How to Do CrossFit While Practicing Martial Arts Skills at the Same Time

Martial artists need to hone their skills every day. But we also need strength, agility, endurance, explosiveness, and flexibility.

Training even one of these attributes can take a lot of time out of your day. But as Bruce Lee said, “If you’re talking about combat–as it is–well then, baby you’d better train every part of your body!” So what’s a busy, non-professional martial artist to do?

bruce lee, quote, inspiration, martial arts

We can’t forget to train our skills, right?

I harbor this fantasy that I might someday be able keep up with all the CrossFitters out there. That’s why I devised some ideas about combining workouts that I experimented with and described on the Jacked Dad blog. I felt great doing these workouts, but they’re not sport specific–especially for martial arts. I didn’t feel like I was getting enough skill work in, and that’s a problem.  Here’s how I’m trying to get fit while practicing martial arts skills at the same time. 

Over the past few weeks, I tried something new. I started splitting exercises by what works for striking and what works for grappling. This is different than a strength and conditioning coach’s approach because it adds skill-work into the mix. It also differs from most other programs because improving an athlete’s fitness isn’t the main goal; improving martial arts performance is.

I’ve been alternating between workouts to better my striking and workouts to enhance my grappling. What I do is pick several items from the following “menus” and then chose exercises that I know will fit together.

  • Striking: explosive lifts, plyometrics, strength/plyo sets, interval training, agility drills, bagwork, shadowboxing, footwork, kata, core torquing/twisting, forearm strength, bone and muscle pounding
  • Grappling: heavy lifts, gymnastics, body weight exercises, static holds, isometrics, muscle endurance circuits, complexes, grappling dummy, Ginastica Natural, yoga, grip strength, grip endurance, core crunching and flexing, neck strength

So far, by combining these exercises into separate days dedicated to either striking or grappling, I have started becoming fitter and more adept at the skills I need to practice.

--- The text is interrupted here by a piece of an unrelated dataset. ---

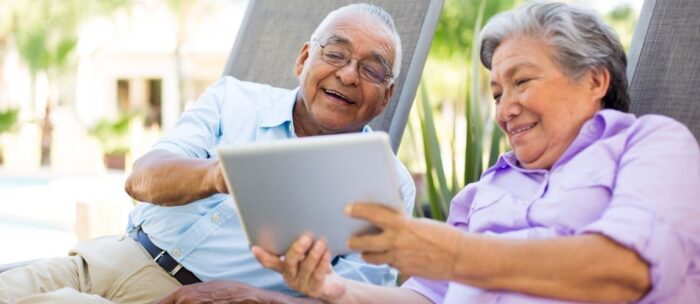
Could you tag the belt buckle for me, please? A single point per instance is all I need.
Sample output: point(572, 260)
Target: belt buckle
point(173, 271)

If you’re looking for a great way to incorporate fitness and skills training, here are some sample workouts to get you started!

Striking Workout A

1. Explosive strength:
390lbs sumo deadlift x3 / 5 squat jumps
100lbs one-arm bench press x2 / 50lbs x5
320 sumo deadlift x5 / 5 squat jumps
75 one-arm bench press x5 / 50# x5

This segment of the workout improves explosiveness by actually recruiting slow twitch muscle fibers to act as fast twitch muscle fibers.  Doing a super set of heavy lifting followed by plyometrics is an extremely effective way to improve speed and power.  Ever see a baseball player on deck swing his bat with a weight on it?  That makes his swing faster when he steps up to the plate!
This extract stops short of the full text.